Die Jahreshauptversammlung befasste sich mit aktuellen Themen der täglichen Arbeit der Theater und Orchester. Dazu gehörten das neue Bundesgesetz zur Tarifeinheit, das Handels- und Investitionsabkommen TTIP, die urheberrechtlichen Probleme, die bei der täglichen Arbeit der Theater bestehen, sowie das Thema der Demokratiefähigkeit und Partizipation von Bürgern. Dazu ist Folgendes festzuhalten:

1. Zum Bundesgesetz der Tarifeinheit äußerte der Bühnenverein die große Befürchtung, dass das Gesetz die Konkurrenz der Gewerkschaften untereinander nur anheizen werde. Die Streikanfälligkeit der Unternehmen werde dies eher steigern, wie man schon jetzt bei der Deutschen Bahn beobachten könne. Außerdem sei das Gesetz nicht zu handhaben, vor allem hinsichtlich der von Arbeitgeberverbänden wie dem Bühnenverein mit Gewerkschaften abgeschlossenen Flächentarifverträge, die für zahlreiche Mitgliedsunternehmen gelten und eine Gleichbehandlung der Mitarbeiter in diesen Unternehmen sicherstellen sollen.

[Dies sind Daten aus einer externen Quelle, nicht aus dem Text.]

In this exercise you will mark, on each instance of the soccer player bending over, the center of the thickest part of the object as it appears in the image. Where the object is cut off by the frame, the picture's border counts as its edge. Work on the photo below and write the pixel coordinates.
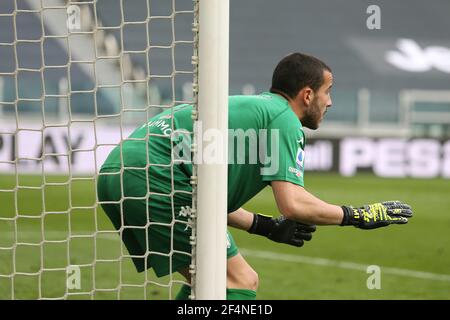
(148, 198)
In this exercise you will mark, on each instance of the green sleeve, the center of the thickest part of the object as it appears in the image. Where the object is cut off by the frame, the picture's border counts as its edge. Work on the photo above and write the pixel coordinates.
(285, 147)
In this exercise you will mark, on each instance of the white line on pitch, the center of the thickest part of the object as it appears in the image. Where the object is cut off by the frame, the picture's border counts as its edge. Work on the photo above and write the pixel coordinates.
(341, 264)
(289, 258)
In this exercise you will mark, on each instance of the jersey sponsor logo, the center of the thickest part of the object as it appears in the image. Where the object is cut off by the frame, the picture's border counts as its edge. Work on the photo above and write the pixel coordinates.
(300, 158)
(296, 171)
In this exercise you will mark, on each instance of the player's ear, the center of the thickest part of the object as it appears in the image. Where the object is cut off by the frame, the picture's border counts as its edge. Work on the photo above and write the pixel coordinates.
(305, 96)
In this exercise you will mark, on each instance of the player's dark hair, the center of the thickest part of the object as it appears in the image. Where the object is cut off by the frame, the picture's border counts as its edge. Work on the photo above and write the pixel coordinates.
(296, 71)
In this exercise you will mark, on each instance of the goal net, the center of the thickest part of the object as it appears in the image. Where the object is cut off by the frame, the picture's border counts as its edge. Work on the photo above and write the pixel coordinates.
(76, 78)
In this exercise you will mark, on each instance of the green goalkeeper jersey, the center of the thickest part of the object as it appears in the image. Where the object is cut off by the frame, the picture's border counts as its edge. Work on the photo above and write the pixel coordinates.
(266, 143)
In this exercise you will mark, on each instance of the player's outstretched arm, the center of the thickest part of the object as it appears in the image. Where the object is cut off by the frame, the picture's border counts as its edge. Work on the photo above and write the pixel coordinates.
(298, 204)
(279, 229)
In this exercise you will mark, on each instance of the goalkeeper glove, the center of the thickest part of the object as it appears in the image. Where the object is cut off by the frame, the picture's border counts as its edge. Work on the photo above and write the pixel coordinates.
(282, 230)
(377, 215)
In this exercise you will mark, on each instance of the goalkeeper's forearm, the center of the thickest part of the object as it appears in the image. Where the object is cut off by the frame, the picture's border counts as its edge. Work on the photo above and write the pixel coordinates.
(295, 203)
(240, 219)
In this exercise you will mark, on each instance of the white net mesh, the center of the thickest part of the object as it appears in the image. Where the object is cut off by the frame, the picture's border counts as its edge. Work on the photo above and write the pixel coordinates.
(76, 77)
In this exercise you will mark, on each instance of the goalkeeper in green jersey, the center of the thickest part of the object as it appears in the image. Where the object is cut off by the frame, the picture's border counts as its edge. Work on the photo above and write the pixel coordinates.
(148, 197)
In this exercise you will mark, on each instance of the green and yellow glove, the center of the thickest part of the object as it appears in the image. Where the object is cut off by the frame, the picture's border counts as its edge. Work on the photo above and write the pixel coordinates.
(376, 215)
(282, 230)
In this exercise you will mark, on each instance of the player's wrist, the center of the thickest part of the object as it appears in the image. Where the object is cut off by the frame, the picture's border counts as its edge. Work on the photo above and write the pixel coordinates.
(261, 225)
(348, 218)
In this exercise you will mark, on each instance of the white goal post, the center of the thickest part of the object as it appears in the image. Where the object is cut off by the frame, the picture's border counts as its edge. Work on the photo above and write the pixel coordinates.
(210, 279)
(76, 78)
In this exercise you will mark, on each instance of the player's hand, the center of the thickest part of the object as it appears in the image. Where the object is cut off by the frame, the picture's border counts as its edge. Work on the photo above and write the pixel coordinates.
(377, 215)
(282, 230)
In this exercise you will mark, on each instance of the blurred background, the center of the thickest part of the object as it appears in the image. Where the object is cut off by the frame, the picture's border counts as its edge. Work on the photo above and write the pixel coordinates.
(74, 81)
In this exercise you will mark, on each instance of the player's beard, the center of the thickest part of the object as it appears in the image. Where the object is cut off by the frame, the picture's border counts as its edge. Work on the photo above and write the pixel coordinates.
(312, 117)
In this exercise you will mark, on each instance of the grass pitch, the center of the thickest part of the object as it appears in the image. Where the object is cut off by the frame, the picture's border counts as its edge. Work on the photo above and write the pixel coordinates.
(414, 259)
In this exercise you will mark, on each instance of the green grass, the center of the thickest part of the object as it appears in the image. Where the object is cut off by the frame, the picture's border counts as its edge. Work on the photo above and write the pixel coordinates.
(38, 253)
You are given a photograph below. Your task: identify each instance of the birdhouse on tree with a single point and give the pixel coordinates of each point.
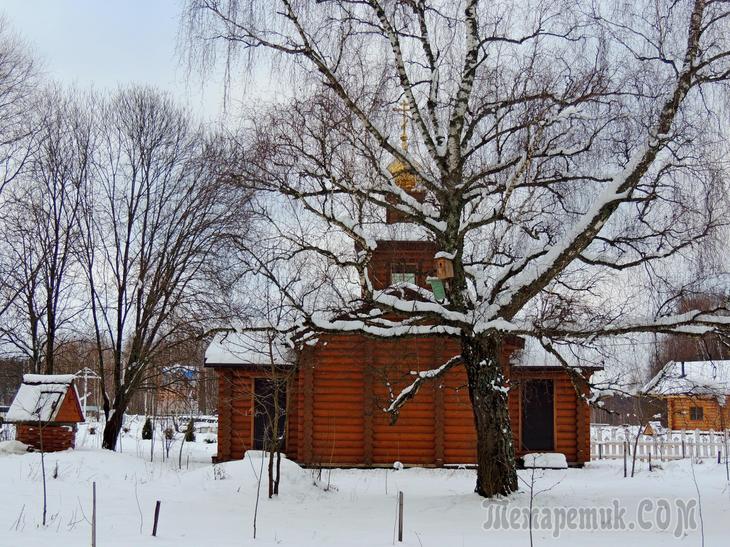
(443, 266)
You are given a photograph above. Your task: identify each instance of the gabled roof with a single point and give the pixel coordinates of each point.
(41, 397)
(253, 348)
(691, 378)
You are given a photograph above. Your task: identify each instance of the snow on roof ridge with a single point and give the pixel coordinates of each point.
(711, 377)
(48, 378)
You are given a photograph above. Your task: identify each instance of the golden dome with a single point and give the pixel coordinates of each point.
(402, 174)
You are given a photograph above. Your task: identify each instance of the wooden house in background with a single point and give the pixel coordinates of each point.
(696, 393)
(45, 412)
(335, 391)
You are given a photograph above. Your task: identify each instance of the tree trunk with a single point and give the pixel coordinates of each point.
(496, 471)
(114, 424)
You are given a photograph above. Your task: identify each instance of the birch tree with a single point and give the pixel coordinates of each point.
(567, 151)
(158, 213)
(42, 228)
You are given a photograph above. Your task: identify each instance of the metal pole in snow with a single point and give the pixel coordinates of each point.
(93, 514)
(400, 516)
(157, 518)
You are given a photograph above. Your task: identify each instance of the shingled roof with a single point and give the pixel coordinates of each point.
(41, 398)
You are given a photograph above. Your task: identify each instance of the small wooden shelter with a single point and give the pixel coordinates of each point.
(46, 410)
(696, 393)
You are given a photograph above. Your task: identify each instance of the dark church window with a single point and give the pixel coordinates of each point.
(696, 413)
(403, 273)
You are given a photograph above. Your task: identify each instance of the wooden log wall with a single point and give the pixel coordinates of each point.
(347, 380)
(715, 416)
(336, 404)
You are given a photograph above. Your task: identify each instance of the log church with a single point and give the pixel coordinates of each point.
(332, 395)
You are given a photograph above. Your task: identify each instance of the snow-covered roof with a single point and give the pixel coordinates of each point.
(39, 397)
(248, 348)
(691, 378)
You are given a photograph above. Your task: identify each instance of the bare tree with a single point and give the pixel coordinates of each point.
(42, 225)
(18, 81)
(563, 162)
(157, 215)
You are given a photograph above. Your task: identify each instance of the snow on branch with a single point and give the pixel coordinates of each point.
(411, 390)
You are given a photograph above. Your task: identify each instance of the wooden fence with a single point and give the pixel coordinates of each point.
(673, 445)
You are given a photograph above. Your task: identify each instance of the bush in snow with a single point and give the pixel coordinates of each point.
(147, 429)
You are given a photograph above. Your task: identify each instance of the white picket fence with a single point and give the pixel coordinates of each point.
(672, 445)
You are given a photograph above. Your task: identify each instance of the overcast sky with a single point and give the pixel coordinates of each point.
(105, 43)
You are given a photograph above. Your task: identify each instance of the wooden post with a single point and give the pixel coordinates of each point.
(400, 516)
(93, 514)
(683, 448)
(157, 518)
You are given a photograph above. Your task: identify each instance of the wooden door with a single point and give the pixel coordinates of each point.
(538, 425)
(265, 417)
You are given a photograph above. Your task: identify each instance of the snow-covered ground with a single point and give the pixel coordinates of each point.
(206, 505)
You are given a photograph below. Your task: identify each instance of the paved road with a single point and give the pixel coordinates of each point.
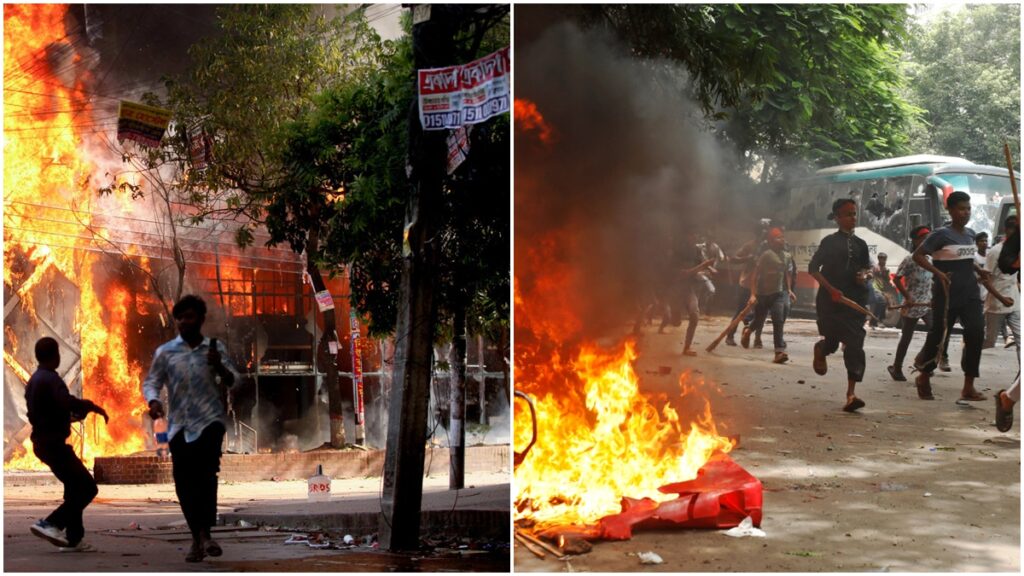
(140, 529)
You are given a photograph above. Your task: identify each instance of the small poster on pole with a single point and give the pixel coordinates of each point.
(324, 300)
(468, 93)
(458, 142)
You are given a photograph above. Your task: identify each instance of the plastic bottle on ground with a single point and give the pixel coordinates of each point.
(160, 432)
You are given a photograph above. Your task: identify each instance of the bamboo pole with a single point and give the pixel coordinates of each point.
(540, 553)
(732, 326)
(1013, 178)
(553, 549)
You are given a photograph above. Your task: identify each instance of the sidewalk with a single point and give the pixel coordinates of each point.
(481, 510)
(139, 528)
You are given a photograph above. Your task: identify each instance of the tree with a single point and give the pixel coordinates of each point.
(245, 86)
(355, 140)
(964, 70)
(818, 82)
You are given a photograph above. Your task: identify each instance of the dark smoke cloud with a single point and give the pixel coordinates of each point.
(630, 171)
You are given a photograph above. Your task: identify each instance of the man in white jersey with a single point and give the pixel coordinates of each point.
(954, 296)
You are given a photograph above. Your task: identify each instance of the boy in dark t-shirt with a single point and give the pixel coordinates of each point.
(841, 265)
(954, 296)
(51, 409)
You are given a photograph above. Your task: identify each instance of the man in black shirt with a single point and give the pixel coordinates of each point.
(686, 263)
(841, 265)
(51, 410)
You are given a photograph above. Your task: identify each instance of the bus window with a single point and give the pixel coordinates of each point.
(986, 196)
(837, 191)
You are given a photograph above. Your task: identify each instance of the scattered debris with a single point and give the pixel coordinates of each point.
(573, 544)
(745, 528)
(649, 558)
(892, 487)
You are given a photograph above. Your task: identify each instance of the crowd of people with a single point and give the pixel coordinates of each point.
(951, 277)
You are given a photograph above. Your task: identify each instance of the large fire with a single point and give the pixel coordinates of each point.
(50, 220)
(600, 438)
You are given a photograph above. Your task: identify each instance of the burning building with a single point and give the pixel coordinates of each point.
(98, 272)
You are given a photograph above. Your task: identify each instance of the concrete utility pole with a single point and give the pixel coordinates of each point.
(407, 434)
(457, 414)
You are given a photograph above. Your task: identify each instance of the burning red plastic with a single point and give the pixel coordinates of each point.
(721, 496)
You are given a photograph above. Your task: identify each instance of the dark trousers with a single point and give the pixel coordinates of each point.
(838, 324)
(971, 318)
(774, 304)
(904, 338)
(742, 295)
(195, 467)
(80, 489)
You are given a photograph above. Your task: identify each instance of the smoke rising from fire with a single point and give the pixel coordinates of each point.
(625, 176)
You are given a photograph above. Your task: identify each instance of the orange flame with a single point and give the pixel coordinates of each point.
(528, 119)
(600, 438)
(49, 221)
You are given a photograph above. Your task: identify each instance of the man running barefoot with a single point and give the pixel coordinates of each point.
(841, 265)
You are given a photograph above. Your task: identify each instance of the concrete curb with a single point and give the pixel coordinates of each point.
(483, 511)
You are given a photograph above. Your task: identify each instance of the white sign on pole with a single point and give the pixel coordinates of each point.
(468, 93)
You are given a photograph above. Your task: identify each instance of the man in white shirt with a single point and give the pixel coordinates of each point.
(997, 314)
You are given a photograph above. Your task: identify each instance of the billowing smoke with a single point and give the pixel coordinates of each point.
(628, 173)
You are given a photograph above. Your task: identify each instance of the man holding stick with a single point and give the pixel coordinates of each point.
(954, 296)
(51, 410)
(914, 283)
(841, 266)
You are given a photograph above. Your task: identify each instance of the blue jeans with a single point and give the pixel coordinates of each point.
(774, 304)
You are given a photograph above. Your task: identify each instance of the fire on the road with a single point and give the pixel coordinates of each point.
(600, 438)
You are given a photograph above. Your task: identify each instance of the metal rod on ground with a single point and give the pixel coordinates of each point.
(540, 553)
(732, 326)
(553, 549)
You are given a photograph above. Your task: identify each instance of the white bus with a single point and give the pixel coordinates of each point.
(893, 196)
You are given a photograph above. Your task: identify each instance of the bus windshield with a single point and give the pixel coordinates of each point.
(986, 193)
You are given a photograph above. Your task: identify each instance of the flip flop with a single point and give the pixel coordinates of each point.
(896, 374)
(853, 405)
(1004, 417)
(820, 364)
(924, 386)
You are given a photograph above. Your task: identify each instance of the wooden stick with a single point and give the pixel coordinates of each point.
(915, 304)
(850, 303)
(554, 550)
(945, 320)
(1013, 178)
(732, 326)
(540, 553)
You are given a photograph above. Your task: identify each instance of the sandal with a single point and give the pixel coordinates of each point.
(853, 405)
(896, 373)
(819, 364)
(924, 383)
(1004, 417)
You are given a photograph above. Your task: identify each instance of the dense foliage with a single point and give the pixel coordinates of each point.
(964, 69)
(817, 84)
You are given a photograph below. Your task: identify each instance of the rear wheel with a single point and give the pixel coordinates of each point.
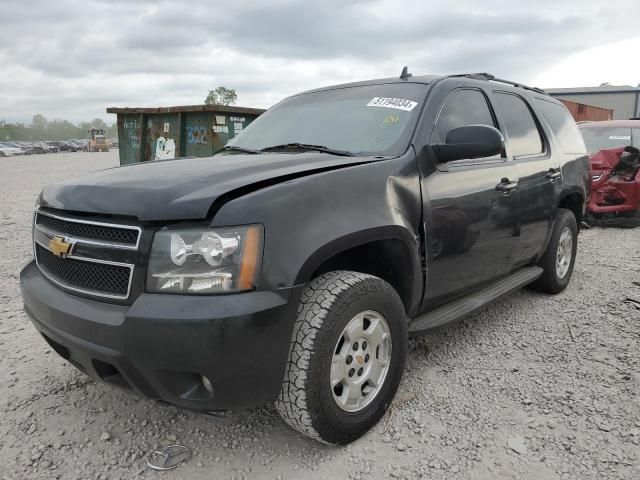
(559, 258)
(346, 359)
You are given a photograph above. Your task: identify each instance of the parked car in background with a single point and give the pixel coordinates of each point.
(614, 156)
(47, 148)
(7, 150)
(65, 146)
(28, 149)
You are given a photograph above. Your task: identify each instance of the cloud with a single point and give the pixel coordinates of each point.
(71, 59)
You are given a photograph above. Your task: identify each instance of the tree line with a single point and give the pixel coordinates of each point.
(57, 129)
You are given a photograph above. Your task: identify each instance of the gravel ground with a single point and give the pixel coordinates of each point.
(534, 387)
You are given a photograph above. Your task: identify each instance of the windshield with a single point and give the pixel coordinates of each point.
(365, 120)
(603, 138)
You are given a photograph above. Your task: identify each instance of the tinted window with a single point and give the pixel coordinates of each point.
(521, 128)
(462, 107)
(563, 126)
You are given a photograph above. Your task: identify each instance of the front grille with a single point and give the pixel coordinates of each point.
(89, 231)
(85, 275)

Bestätigt wurde von der Jahreshauptversammlung die kürzlich vom Bühnenverein mit den Künstlergewerkschaften GDBA (Genossenschaft Deutscher Bühnen-Angehöriger) und VdO (Vereinigung deutscher Opernchöre und Bühnentänzer) ausgehandelte neue Mindestgage von 1765 Euro brutto (bisher 1650 Euro), was einer Steigerung von über 7 Prozent entspricht. Dies zeige, dass trotz angespannter Finanzlage der Theater die Notwendigkeit gesehen wird, gerade Künstler, die weniger verdienen, besser zu bezahlen.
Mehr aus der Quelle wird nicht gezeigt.